C’est le Seigneur, Dieu de l’univers ;
c’est lui, le roi de gloire.
Deuxième lecture
« Il lui fallait se rendre en tout semblable à ses frères » (He 2, 14-18)
Lecture de la lettre aux Hébreux
Puisque les enfants des hommes ont en commun le sang et la chair, Jésus a partagé, lui aussi, pareille condition : ainsi, par sa mort, il a pu réduire à l’impuissance celui qui possédait le pouvoir de la mort, c’est-à-dire le diable, et il a rendu libres tous ceux qui, par crainte de la mort, passaient toute leur vie dans une situation d’esclaves. Car ceux qu’il prend en charge, ce ne sont pas les anges, c’est la descendance d’Abraham. Il lui fallait donc se rendre en tout semblable à ses frères, pour devenir un grand prêtre miséricordieux et digne de foi pour les relations avec Dieu, afin d’enlever les péchés du peuple. Et parce qu’il a souffert jusqu’au bout l’épreuve de sa Passion, il est capable de porter secours à ceux qui subissent une épreuve.
Parole du Seigneur.
Évangile
« Mes yeux ont vu ton salut » (Lc 2, 22-40)
Alléluia. Alléluia. Lumière qui se révèle aux nations et donne gloire à ton peuple Israël. Alléluia. (Lc 2, 32)
Évangile de Jésus Christ selon saint Luc
Quand fut accompli le temps prescrit par la loi de Moïse pour la purification, les parents de Jésus l’amenèrent à Jérusalem pour le présenter au Seigneur, selon ce qui est écrit dans la Loi : Tout premier-né de sexe masculin sera consacré au Seigneur. Ils venaient aussi offrir le sacrifice prescrit par la loi du Seigneur : un couple de tourterelles ou deux petites colombes.
Or, il y avait à Jérusalem un homme appelé Syméon. C’était un homme juste et religieux, qui attendait la Consolation d’Israël, et l’Esprit Saint était sur lui. Il avait reçu de l’Esprit Saint l’annonce qu’il ne verrait pas la mort avant d’avoir vu le Christ, le Messie du Seigneur. Sous l’action de l’Esprit, Syméon vint au Temple. Au moment où les parents présentaient l’enfant Jésus pour se conformer au rite de la Loi qui le concernait, Syméon reçut l’enfant dans ses bras, et il bénit Dieu en disant : « Maintenant, ô Maître souverain, tu peux laisser ton serviteur s’en aller en paix, selon ta parole. Car mes yeux ont vu le salut que tu préparais à la face des peuples : lumière qui se révèle aux nations et donne gloire à ton peuple Israël. »
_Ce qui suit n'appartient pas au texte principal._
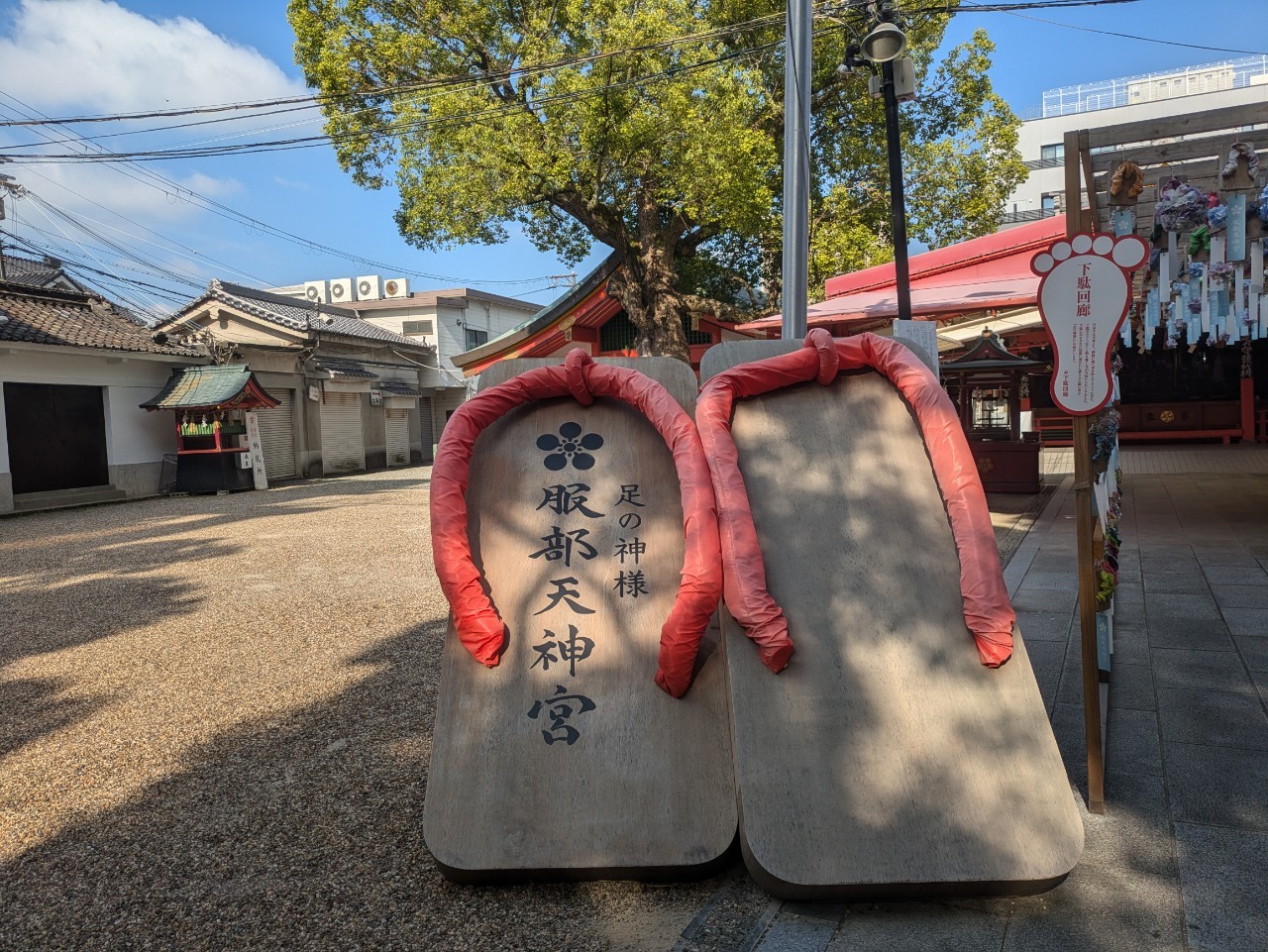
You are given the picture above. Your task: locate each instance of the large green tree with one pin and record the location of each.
(651, 126)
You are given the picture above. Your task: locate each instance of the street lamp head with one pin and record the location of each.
(886, 44)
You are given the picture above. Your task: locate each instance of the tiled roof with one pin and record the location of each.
(72, 320)
(226, 385)
(36, 272)
(298, 314)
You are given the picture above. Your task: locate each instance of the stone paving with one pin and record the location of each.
(1180, 858)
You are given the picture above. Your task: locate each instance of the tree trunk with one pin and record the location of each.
(644, 286)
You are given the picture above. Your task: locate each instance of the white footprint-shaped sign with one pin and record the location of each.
(1083, 297)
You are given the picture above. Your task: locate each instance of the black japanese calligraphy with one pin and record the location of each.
(630, 583)
(566, 499)
(562, 545)
(560, 708)
(572, 649)
(569, 593)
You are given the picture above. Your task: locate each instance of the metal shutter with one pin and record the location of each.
(277, 436)
(343, 445)
(397, 425)
(429, 435)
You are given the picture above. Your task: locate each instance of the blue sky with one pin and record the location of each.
(91, 55)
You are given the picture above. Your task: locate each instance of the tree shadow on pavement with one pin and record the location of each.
(299, 832)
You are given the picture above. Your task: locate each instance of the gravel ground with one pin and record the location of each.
(214, 731)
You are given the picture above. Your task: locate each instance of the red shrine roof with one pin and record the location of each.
(981, 274)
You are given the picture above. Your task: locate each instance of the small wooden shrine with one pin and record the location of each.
(986, 384)
(211, 406)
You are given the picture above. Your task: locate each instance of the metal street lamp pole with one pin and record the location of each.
(897, 200)
(796, 166)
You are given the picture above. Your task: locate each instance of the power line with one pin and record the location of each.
(392, 128)
(153, 179)
(417, 85)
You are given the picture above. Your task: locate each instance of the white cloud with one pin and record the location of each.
(68, 57)
(99, 57)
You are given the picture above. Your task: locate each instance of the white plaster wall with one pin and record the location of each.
(4, 436)
(136, 435)
(132, 434)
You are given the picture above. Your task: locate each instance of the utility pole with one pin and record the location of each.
(4, 188)
(897, 199)
(797, 53)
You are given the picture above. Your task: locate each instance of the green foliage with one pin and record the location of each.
(667, 150)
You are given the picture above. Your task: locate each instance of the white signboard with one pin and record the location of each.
(1083, 297)
(924, 336)
(257, 450)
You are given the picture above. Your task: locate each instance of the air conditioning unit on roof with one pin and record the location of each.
(370, 288)
(341, 291)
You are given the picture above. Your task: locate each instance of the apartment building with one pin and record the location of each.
(1108, 103)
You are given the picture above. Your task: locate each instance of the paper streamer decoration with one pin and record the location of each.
(1239, 303)
(1208, 327)
(1236, 228)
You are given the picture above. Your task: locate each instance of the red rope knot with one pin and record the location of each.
(829, 361)
(575, 367)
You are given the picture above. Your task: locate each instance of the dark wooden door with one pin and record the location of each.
(55, 436)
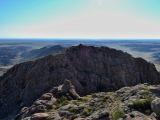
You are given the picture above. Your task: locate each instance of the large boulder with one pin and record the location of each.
(155, 105)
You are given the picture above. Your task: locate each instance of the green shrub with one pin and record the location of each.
(111, 93)
(144, 88)
(147, 92)
(82, 107)
(75, 102)
(72, 109)
(132, 115)
(67, 94)
(102, 98)
(49, 118)
(118, 114)
(73, 117)
(148, 112)
(93, 95)
(60, 102)
(65, 102)
(85, 111)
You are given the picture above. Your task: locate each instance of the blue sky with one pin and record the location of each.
(129, 19)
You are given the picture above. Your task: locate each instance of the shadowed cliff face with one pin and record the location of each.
(90, 69)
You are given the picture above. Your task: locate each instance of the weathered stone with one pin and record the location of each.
(155, 105)
(73, 94)
(23, 110)
(39, 116)
(67, 81)
(40, 102)
(63, 112)
(46, 96)
(37, 109)
(90, 68)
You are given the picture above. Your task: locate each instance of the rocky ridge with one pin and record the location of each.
(90, 69)
(63, 103)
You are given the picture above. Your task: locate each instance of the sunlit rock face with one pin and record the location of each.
(90, 69)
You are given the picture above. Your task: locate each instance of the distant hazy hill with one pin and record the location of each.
(36, 53)
(90, 69)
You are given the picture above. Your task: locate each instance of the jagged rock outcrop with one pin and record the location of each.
(127, 103)
(90, 69)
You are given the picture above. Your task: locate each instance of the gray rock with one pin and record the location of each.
(155, 106)
(63, 112)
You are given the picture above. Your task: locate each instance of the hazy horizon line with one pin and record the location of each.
(77, 39)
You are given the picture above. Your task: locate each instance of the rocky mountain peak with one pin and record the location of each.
(90, 69)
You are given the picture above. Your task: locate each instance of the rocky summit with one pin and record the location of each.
(138, 102)
(90, 70)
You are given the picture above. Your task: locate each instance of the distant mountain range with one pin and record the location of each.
(90, 69)
(36, 53)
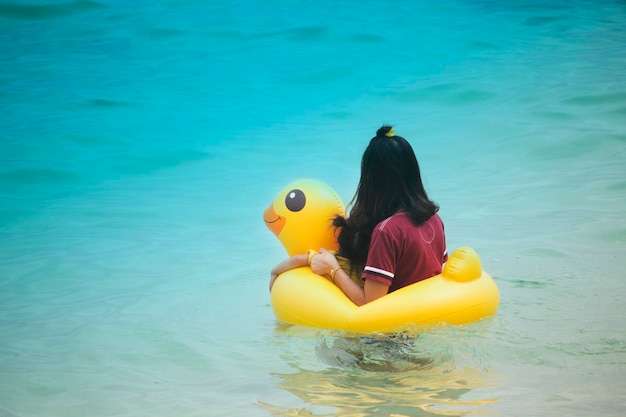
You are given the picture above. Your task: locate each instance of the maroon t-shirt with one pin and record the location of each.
(402, 253)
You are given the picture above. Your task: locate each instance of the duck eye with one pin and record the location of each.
(295, 200)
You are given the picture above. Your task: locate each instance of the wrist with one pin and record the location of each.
(333, 272)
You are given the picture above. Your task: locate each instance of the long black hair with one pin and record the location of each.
(390, 182)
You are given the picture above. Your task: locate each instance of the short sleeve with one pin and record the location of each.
(382, 256)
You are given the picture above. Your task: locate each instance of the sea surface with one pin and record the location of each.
(141, 141)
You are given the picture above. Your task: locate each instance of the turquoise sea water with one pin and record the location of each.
(141, 141)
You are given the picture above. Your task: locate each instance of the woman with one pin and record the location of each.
(393, 236)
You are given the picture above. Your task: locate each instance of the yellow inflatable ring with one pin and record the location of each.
(301, 216)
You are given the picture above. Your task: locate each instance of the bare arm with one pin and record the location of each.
(325, 263)
(295, 261)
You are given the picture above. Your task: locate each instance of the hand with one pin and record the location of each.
(273, 277)
(323, 263)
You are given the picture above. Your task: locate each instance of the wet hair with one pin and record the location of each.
(390, 182)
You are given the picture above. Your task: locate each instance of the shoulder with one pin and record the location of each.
(398, 221)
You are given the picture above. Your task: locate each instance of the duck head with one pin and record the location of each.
(301, 216)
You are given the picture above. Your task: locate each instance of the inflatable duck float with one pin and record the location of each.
(301, 217)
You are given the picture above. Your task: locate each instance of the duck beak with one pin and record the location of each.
(273, 221)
Le père et la mère de l’enfant s’étonnaient de ce qui était dit de lui. Syméon les bénit, puis il dit à Marie sa mère : « Voici que cet enfant provoquera la chute et le relèvement de beaucoup en Israël. Il sera un signe de contradiction – et toi, ton âme sera traversée d’un glaive – : ainsi seront dévoilées les pensées qui viennent du cœur d’un grand nombre. »
Il y avait aussi une femme prophète, Anne, fille de Phanuel, de la tribu d’Aser. Elle était très avancée en âge ; après sept ans de mariage, demeurée veuve, elle était arrivée à l’âge de 84 ans. Elle ne s’éloignait pas du Temple, servant Dieu jour et nuit dans le jeûne et la prière. Survenant à cette heure même, elle proclamait les louanges de Dieu et parlait de l’enfant à tous ceux qui attendaient la délivrance de Jérusalem.
Lorsqu’ils eurent achevé tout ce que prescrivait la loi du Seigneur, ils retournèrent en Galilée, dans leur ville de Nazareth.
L’enfant, lui, grandissait et se fortifiait, rempli de sagesse, et la grâce de Dieu était sur lui.